There is not a textual basis for the flood being "global" as opposed to local. All such bases are the result of two misconceptions:
Thinking that because, in English, the word "earth" means both soil, and planet earth, that the Hebrew word "eretz" must have the same two meanings. The Hebrew word "eretz" just means "land", as there was not a single word, let alone a conception of "planet earth" at the time Genesis was written. Thus it is always risky to translate eretz as "earth" if there is a risk that english readers will think the word is referring to "planet earth" rather than to "land".
Thinking that quantifiers in the narrative texts of Hebrew are to be understood in scientific terms rather than narrative terms. That is a Hellenistic view of the world that is not appropriate to superimpose on pre-Hellenistic texts. E.g. when I say "I threw a party and everyone came", that is a narrative statement where "everyone" is understood to quantify over all the social people in my life that could come to such a party, or all the people previously mentioned in the narrative. It does not quantify over all people on earth, or all people past, present, and future, or all sentient beings in the universe, etc. All narratives have a certain stage. In that stage, "land" refers to the land of the stage. "heavens" refer to the sky above the stage. The stars are viewed as lights illuminating that stage. "All the nations" are nations that come into play in that narrative. Etc.
In short, quantification has to be interpreted as over a specific narrative setting, which is not going to be "planet earth" as there was no notion of "planet earth" at that time.
For example, look at the famine of Joseph, which uses very similar language to Noah's flood:
Gen 41.56-57:
And the famine was over all the face of the earth [kol pene ha eretz]: And Joseph opened
all the storehouses, and sold unto the Egyptians; and the famine waxed
sore in the land of Egypt. And all countries [kol ha eretz] came into Egypt to Joseph
for to buy corn; because that the famine was so sore in all lands [kol ha eretz].

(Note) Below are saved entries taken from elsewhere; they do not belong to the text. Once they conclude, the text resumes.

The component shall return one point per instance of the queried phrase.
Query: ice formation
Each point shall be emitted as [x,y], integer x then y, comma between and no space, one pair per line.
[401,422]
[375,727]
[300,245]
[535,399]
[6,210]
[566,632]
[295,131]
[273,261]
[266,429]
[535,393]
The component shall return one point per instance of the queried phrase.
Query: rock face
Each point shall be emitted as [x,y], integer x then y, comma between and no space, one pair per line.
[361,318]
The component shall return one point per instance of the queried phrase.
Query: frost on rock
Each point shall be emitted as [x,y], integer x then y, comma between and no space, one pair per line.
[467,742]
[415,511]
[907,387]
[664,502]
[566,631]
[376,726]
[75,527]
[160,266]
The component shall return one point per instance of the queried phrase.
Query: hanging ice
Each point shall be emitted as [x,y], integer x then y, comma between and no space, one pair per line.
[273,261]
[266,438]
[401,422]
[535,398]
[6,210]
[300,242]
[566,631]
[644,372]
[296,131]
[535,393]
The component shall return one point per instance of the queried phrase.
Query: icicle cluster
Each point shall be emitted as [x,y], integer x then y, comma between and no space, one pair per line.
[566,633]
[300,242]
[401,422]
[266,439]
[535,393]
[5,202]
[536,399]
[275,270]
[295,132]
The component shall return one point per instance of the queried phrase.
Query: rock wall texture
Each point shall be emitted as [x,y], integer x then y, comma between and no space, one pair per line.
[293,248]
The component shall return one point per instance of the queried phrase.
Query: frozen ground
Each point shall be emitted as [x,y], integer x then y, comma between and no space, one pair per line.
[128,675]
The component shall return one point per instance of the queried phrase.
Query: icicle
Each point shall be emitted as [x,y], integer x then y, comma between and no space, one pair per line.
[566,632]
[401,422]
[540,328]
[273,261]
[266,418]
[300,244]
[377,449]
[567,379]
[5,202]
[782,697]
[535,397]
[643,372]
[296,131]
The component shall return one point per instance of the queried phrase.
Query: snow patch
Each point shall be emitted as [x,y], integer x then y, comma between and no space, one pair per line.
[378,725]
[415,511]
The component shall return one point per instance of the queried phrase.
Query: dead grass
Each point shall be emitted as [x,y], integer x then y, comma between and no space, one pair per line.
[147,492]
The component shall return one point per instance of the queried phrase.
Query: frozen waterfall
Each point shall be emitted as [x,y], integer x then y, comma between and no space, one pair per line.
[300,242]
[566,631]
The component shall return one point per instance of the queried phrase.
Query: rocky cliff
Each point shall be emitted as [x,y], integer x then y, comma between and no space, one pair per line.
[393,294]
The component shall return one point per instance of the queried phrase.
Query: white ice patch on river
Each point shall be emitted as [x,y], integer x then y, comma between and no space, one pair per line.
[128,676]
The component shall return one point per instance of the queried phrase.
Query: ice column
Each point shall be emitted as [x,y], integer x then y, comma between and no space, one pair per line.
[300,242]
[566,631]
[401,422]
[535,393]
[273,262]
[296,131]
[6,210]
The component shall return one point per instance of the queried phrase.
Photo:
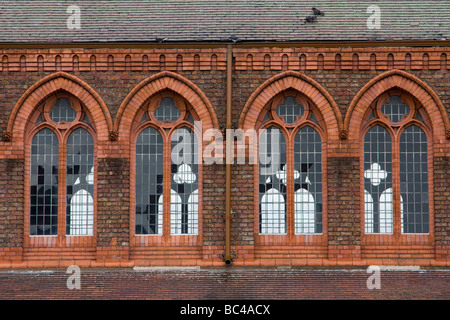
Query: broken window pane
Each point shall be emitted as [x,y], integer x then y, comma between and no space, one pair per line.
[80,184]
[149,182]
[44,183]
[414,180]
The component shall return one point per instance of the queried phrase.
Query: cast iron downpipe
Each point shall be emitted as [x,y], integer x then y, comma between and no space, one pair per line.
[229,145]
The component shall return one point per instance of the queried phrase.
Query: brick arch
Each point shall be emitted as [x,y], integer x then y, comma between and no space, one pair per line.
[165,80]
[407,82]
[41,90]
[299,82]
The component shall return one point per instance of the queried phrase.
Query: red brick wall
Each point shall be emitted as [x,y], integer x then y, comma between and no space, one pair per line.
[105,87]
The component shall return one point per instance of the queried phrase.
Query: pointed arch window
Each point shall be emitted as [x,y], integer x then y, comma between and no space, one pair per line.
[167,176]
[290,167]
[396,189]
[62,169]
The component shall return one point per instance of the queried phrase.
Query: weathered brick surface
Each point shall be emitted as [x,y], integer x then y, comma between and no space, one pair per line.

So we have three uses of the quantifier Kol ("all") and three uses of eretz ("land") yet the action is only taking place in Egypt and Canaan. But that is the stage of the story of Joseph and his family, which is the account being described here. It is not true that all countries on the planet came to Egypt, or that there was a famine on the entire planet earth.
And we don't need to establish some creation institute to argue that representatives from Central America, Native Americans, and Japanese visited Egypt to buy bread, because we understand that "all the land" and "all the countries" refers to Egypt and its environs, not to the planet earth.
Yet for some reason when it comes to the flood, suddenly everything has to be interpreted in Hellenistic terms and now every single country does need to come into play and a lot people spend a great deal of effort on "proving" Noah's flood but very few seem to be bothered by proving Joseph's famine.
Now I'm not saying that this proves Noah's flood was local. Only that there is no textual proof the flood was global simply because there are no universal quantifiers in the language of Genesis. All quantifiers are relative to a certain stage on which the action was happening.
This also includes the creation account, e.g. God is credited with creating "the sky and the land". He is not credited with creating a planet, per se. The directions of creation as described are vertical -- above and below. Not horizontal. All the action is happening from a certain stage, and all the quantifiers need to be understood with respect to (or from the point of view of) that stage. Much (but not all) of the difficulties people face when trying to reconcile Genesis with modern science is due to their attempts to treat Genesis as a scientific book rather than a collection of narratives, with quantifiers appropriately scoped to each account.